Examples of how policing has improved in relation to women, particularly victims of sex assaults and domestic abuse, were brought to the attention of the club as they marked their fortieth anniversary.
Guest speaker Assistant Chief Constable Laura Nicholson, the only woman of her rank in Hampshire Constabulary, said that policing “is essentially about keeping people safe.”
They had made significant progress in the way they dealt with women but, in her view, they could always do better.
She recalled having to deal with her first rape and domestic abuse cases, in the late eighties, when it became clear how little support there was for women victims and how little training there was for police officers dealing with such incidents.
“Today Hampshire has a stand-alone group that deals with rape and sex assaults and offers support for victims.”

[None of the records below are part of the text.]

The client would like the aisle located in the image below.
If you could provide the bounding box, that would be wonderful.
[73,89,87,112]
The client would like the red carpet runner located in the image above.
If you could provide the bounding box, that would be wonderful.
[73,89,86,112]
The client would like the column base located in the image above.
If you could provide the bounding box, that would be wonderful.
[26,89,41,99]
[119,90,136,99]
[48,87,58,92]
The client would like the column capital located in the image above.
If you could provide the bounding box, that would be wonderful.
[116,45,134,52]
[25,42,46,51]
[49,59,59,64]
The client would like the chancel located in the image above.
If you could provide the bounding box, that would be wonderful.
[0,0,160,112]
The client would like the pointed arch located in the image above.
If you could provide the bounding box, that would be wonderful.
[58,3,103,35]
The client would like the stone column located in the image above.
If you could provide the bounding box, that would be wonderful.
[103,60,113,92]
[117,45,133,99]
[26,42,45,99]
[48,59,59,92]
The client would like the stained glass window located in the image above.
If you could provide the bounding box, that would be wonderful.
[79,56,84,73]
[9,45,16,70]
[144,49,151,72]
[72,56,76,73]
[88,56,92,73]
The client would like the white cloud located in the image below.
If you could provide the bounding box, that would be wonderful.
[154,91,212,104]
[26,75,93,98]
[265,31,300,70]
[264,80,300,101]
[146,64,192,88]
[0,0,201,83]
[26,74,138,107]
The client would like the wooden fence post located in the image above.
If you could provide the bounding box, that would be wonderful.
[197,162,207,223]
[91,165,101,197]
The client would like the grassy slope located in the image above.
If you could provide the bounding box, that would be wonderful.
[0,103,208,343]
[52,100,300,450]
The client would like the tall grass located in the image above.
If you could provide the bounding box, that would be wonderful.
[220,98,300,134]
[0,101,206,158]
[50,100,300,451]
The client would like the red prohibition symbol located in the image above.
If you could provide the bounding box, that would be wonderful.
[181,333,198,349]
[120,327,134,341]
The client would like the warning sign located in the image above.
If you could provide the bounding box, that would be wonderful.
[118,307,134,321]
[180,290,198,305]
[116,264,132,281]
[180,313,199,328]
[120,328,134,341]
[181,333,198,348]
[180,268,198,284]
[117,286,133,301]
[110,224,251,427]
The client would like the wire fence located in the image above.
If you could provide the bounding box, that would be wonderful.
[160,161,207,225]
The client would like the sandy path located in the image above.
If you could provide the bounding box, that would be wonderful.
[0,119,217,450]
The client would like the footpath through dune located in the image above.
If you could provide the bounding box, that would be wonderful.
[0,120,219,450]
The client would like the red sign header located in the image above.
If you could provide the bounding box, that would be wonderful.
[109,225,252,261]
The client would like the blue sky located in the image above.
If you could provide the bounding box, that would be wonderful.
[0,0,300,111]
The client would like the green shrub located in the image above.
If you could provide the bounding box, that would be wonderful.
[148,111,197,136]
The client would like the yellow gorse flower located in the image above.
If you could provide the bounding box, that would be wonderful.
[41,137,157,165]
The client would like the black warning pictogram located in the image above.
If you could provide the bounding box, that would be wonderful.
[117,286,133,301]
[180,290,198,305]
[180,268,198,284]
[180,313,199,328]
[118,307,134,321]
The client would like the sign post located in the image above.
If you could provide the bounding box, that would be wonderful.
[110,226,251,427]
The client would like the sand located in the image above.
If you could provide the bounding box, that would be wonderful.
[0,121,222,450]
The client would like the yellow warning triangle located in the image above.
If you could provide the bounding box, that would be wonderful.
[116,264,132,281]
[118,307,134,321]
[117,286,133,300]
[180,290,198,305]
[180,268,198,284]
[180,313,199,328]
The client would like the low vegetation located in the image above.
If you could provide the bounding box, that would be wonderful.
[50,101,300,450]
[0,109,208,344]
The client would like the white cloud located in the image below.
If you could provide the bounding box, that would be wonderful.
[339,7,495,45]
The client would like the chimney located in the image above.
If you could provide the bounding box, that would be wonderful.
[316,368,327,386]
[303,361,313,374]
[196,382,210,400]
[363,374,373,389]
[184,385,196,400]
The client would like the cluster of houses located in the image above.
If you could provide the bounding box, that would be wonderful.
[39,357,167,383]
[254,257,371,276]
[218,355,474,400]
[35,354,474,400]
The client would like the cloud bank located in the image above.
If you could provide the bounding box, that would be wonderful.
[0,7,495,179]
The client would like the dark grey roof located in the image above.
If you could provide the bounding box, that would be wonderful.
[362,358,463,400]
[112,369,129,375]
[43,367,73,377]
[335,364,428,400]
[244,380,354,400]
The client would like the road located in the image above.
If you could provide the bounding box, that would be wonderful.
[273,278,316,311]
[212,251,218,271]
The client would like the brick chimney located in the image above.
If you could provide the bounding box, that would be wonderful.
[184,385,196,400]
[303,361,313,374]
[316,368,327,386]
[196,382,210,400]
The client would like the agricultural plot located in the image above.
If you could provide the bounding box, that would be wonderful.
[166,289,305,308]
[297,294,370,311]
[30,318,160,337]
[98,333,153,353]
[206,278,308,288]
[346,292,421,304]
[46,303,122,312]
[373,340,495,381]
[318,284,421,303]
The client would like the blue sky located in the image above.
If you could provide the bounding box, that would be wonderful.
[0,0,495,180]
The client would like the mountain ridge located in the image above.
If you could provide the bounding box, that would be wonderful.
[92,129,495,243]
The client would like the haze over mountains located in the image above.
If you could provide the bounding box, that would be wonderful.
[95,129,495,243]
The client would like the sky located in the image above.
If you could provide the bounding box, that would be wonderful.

She talked of the impressive variety of posts she had held since joining the Metropolitan Police in 1987, ranging from her early years in ethnically diverse Southall in West London to working with the country’s most senior police officers commissioners Sir Ian, now Lord, Blair and with Sir Paul Stephenson at particularly challenging periods for the Met – when inquiries were being held into the deaths of Stephen Lawrence and Jean Charles de Menezes.
ACC Nicholson said she would be leaving Hampshire this summer to work in counter terrorism and organised crime.
Other speakers at the event were Councillor Susan Bayford, mayor of Fareham, and Penny Bartlett, regional president of Southern England Soroptimists.
All three speakers complimented the club on their achievements over four decades.
Soroptimists attended from a number of other clubs in the region including Southampton, Chichester, Winchester and Woking.